Kelis met the Neptunes through a mutual friend when she was 19, and they hit it off creatively. Speaking to the Guardian two years ago about his early music, Kelis recalled being “told we were going to split the whole thing on 33/33/33, which we didn’t”. She said she was “flagrantly lied to and deceived” and made no money from the sales of her first two albums, both produced by Neptunes.
“Their argument is, ‘Well, you signed it.’ I’m like, ‘Yeah, I signed off on what I was told, and I was too young and too stupid to check it out,’ Kelis told the Guardian.
In the second Instagram video, Kelis reiterated that she knows “what I own and what I don’t.”

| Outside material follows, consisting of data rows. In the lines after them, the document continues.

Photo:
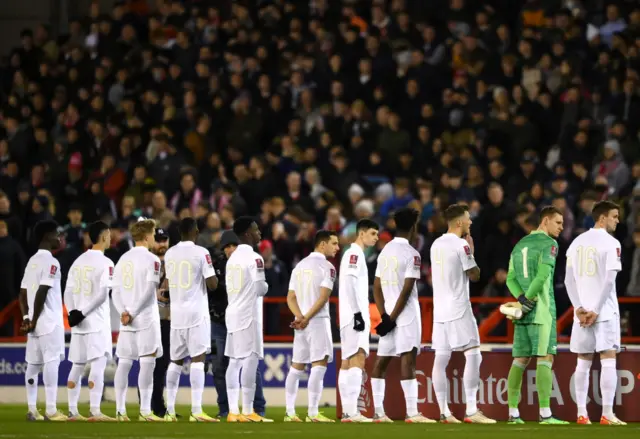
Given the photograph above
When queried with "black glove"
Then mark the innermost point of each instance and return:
(527, 305)
(358, 322)
(75, 317)
(386, 326)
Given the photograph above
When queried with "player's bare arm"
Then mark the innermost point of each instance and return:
(38, 303)
(24, 308)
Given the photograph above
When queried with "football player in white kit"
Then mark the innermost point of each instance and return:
(86, 297)
(355, 322)
(135, 281)
(396, 297)
(454, 325)
(246, 286)
(189, 273)
(310, 287)
(593, 262)
(41, 306)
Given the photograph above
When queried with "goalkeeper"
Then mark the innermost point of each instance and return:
(530, 280)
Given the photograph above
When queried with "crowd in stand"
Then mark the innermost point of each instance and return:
(313, 114)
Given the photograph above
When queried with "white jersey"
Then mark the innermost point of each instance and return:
(87, 290)
(244, 279)
(308, 277)
(589, 257)
(188, 266)
(136, 274)
(451, 257)
(398, 261)
(44, 269)
(353, 267)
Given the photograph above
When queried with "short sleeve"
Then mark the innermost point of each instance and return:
(614, 257)
(549, 253)
(328, 277)
(50, 274)
(351, 267)
(106, 279)
(414, 265)
(292, 280)
(466, 256)
(208, 270)
(257, 268)
(153, 273)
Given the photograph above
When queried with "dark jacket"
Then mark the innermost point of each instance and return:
(218, 297)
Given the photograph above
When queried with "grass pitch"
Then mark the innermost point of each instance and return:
(14, 426)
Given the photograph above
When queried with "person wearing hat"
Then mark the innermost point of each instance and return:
(217, 306)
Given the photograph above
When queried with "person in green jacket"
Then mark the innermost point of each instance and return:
(530, 280)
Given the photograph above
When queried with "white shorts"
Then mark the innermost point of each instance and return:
(87, 347)
(456, 335)
(44, 348)
(135, 344)
(190, 342)
(602, 336)
(402, 339)
(351, 341)
(313, 343)
(241, 344)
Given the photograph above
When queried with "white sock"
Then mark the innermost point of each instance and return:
(74, 384)
(439, 379)
(145, 383)
(96, 384)
(355, 385)
(471, 378)
(31, 384)
(314, 386)
(121, 384)
(581, 382)
(291, 389)
(232, 379)
(343, 387)
(377, 388)
(410, 389)
(172, 383)
(608, 384)
(248, 382)
(50, 378)
(196, 375)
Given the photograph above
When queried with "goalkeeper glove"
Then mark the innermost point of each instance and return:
(527, 305)
(386, 326)
(75, 317)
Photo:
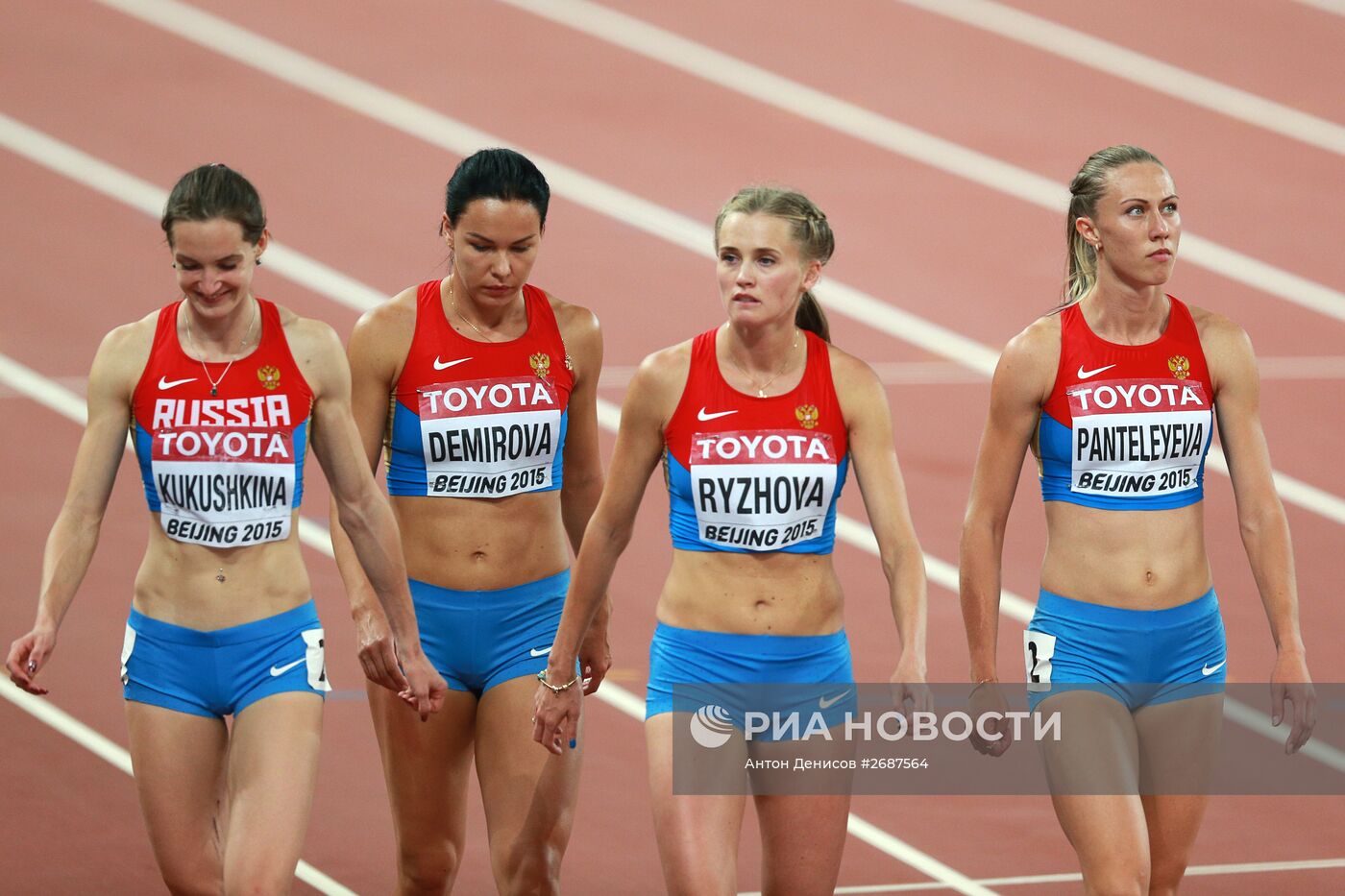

“I also know the lies that were told,” she continued. “I also know the things that were stolen. The edition was stolen, people were defrauded. It happens all the time, especially back then. So it’s not about me being mad at Beyoncé.
Beyoncé has announced that “Renaissance,” her seventh solo studio album, will be the first of a “three-act project.” The album’s rollout so far has been more traditional than you’d expect from Beyoncé, who has become known for her meticulously planned surprises; she teased her release with the explosive single “Break My Soul,” which features a snippet of Robin S’s song “Show Me Love.”
“Show Me Love” is credited to Allen George and Fred McFarlane – who, as in the situation with Williams and Hugo, got songwriting credits on Beyoncé’s track. And like Kelis, Robin S didn’t know her work had been sampled until she heard “Break My Soul.” But she was happy with the use, telling Ebony magazine that Beyoncé was “part of my legacy and I’m now part of her legacy.”